The bill could also help individuals who are in an abusive relationship, according to bill supporters. Through the legislation, individuals could have their medical information sent to a different address than the one in which they reside.

“The bill also specifies that certain written notices from an insurer to a claimant regarding denial of a claim made on an individual health insurance policy and certain annual summary explanations of benefits provided to an insured are subject to confidential communications requirements under HIPAA privacy rule,” the legislation explained.

Substance abuse and patient privacy issues were also discussed in a finalized HHS rule released earlier this year.

The Confidentiality of Alcohol and Drug Abuse Patient Records regulations were updated, with new regulations put in place “to ensure that a patient receiving treatment for a substance use disorder in a part 2 program is not made more vulnerable by reason of the availability of their patient record than an individual with a substance use disorder who does not seek treatment.”

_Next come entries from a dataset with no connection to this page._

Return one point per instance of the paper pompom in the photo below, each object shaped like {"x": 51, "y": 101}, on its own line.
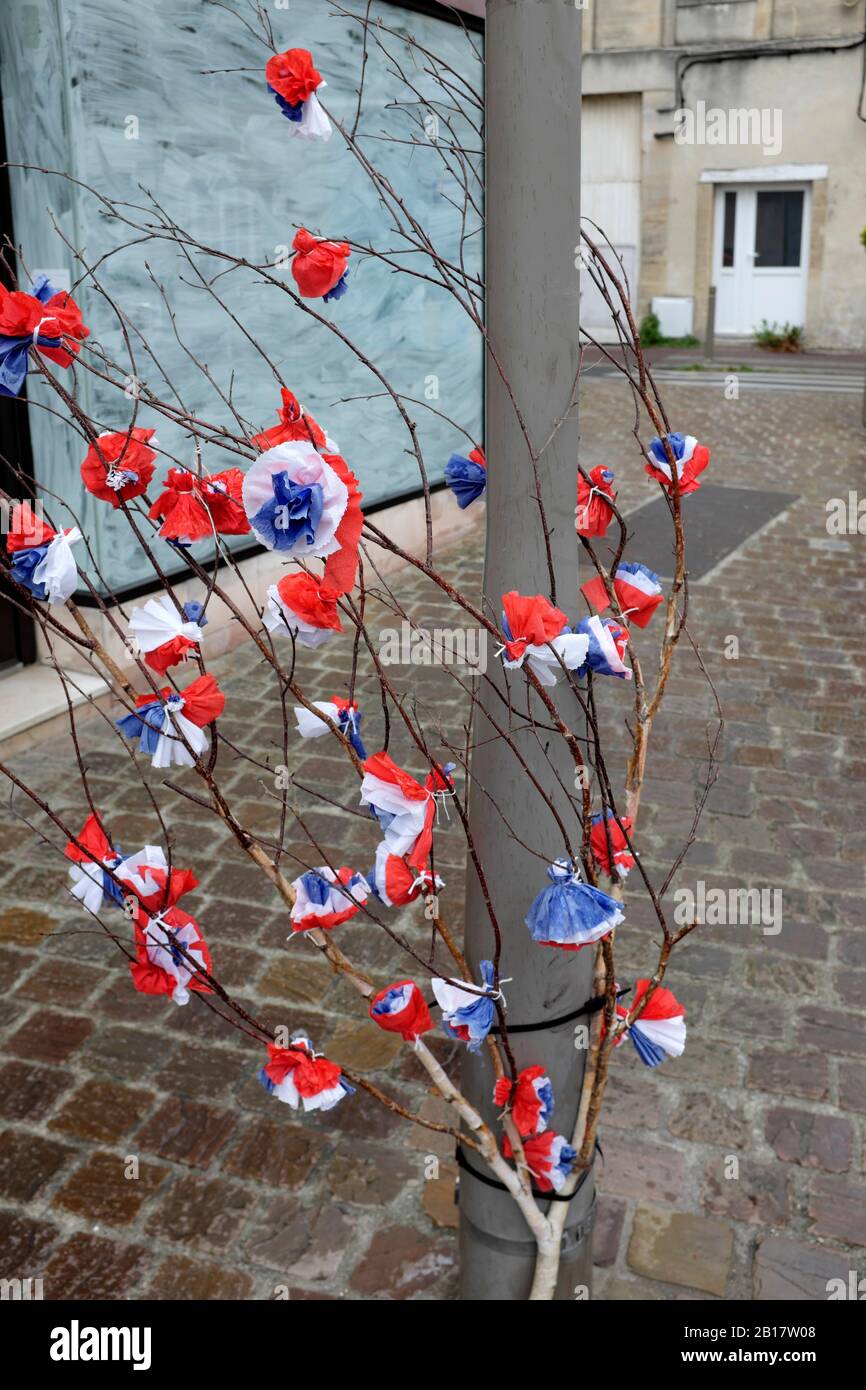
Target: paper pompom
{"x": 118, "y": 466}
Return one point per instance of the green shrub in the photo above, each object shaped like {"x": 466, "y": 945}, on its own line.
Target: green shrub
{"x": 779, "y": 337}
{"x": 651, "y": 331}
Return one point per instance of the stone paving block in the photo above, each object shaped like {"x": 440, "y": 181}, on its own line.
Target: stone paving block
{"x": 681, "y": 1248}
{"x": 200, "y": 1212}
{"x": 705, "y": 1118}
{"x": 28, "y": 1162}
{"x": 50, "y": 1037}
{"x": 798, "y": 1073}
{"x": 634, "y": 1168}
{"x": 812, "y": 1140}
{"x": 91, "y": 1266}
{"x": 794, "y": 1271}
{"x": 300, "y": 1241}
{"x": 25, "y": 926}
{"x": 185, "y": 1132}
{"x": 63, "y": 983}
{"x": 852, "y": 1086}
{"x": 102, "y": 1191}
{"x": 608, "y": 1232}
{"x": 402, "y": 1261}
{"x": 198, "y": 1280}
{"x": 102, "y": 1111}
{"x": 756, "y": 1194}
{"x": 370, "y": 1179}
{"x": 838, "y": 1209}
{"x": 24, "y": 1244}
{"x": 277, "y": 1154}
{"x": 27, "y": 1093}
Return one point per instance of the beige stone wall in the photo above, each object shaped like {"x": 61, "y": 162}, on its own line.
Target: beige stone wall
{"x": 648, "y": 24}
{"x": 626, "y": 24}
{"x": 811, "y": 18}
{"x": 676, "y": 209}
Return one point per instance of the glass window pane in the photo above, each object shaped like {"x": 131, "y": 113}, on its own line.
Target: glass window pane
{"x": 730, "y": 227}
{"x": 779, "y": 228}
{"x": 216, "y": 153}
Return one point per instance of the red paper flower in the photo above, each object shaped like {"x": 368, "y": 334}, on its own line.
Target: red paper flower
{"x": 302, "y": 595}
{"x": 118, "y": 456}
{"x": 293, "y": 424}
{"x": 319, "y": 264}
{"x": 292, "y": 75}
{"x": 193, "y": 508}
{"x": 22, "y": 314}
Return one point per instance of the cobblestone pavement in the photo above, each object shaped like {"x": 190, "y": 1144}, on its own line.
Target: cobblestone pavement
{"x": 237, "y": 1198}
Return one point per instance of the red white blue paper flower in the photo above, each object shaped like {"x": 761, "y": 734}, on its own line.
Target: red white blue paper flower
{"x": 299, "y": 1076}
{"x": 691, "y": 459}
{"x": 307, "y": 505}
{"x": 623, "y": 859}
{"x": 402, "y": 1008}
{"x": 293, "y": 81}
{"x": 594, "y": 513}
{"x": 299, "y": 608}
{"x": 606, "y": 647}
{"x": 195, "y": 509}
{"x": 159, "y": 966}
{"x": 549, "y": 1157}
{"x": 120, "y": 466}
{"x": 293, "y": 424}
{"x": 395, "y": 884}
{"x": 466, "y": 477}
{"x": 533, "y": 1101}
{"x": 660, "y": 1029}
{"x": 320, "y": 267}
{"x": 42, "y": 558}
{"x": 466, "y": 1014}
{"x": 163, "y": 722}
{"x": 540, "y": 634}
{"x": 103, "y": 876}
{"x": 570, "y": 913}
{"x": 325, "y": 900}
{"x": 403, "y": 808}
{"x": 341, "y": 712}
{"x": 47, "y": 320}
{"x": 91, "y": 856}
{"x": 295, "y": 501}
{"x": 637, "y": 590}
{"x": 164, "y": 635}
{"x": 154, "y": 884}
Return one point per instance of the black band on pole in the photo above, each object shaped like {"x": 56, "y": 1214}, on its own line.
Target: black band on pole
{"x": 492, "y": 1182}
{"x": 590, "y": 1007}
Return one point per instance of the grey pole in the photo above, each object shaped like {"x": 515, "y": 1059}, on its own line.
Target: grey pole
{"x": 533, "y": 300}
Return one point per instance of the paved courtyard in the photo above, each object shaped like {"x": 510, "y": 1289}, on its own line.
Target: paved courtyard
{"x": 736, "y": 1171}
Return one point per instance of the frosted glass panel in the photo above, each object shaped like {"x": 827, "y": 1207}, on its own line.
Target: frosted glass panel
{"x": 81, "y": 74}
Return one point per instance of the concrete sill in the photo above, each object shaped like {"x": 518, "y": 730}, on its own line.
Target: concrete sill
{"x": 34, "y": 705}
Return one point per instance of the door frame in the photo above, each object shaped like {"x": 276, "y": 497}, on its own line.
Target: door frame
{"x": 755, "y": 186}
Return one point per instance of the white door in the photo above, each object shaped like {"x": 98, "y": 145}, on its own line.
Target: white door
{"x": 610, "y": 195}
{"x": 761, "y": 256}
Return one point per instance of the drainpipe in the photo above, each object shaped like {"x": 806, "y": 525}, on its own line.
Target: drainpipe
{"x": 533, "y": 54}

HHS added that the changes will better align the regulations with “advances in the U.S. health care delivery system while retaining important privacy protections.”

“Over the last 29 years, significant changes have occurred within the U.S. health care system that were not envisioned by the current (1987) regulations, including new models of integrated care that are built on a foundation of information sharing to support coordination of patient care, the development of an electronic infrastructure for managing and exchanging patient information, and a new focus on performance measurement within the health care system,” HHS wrote.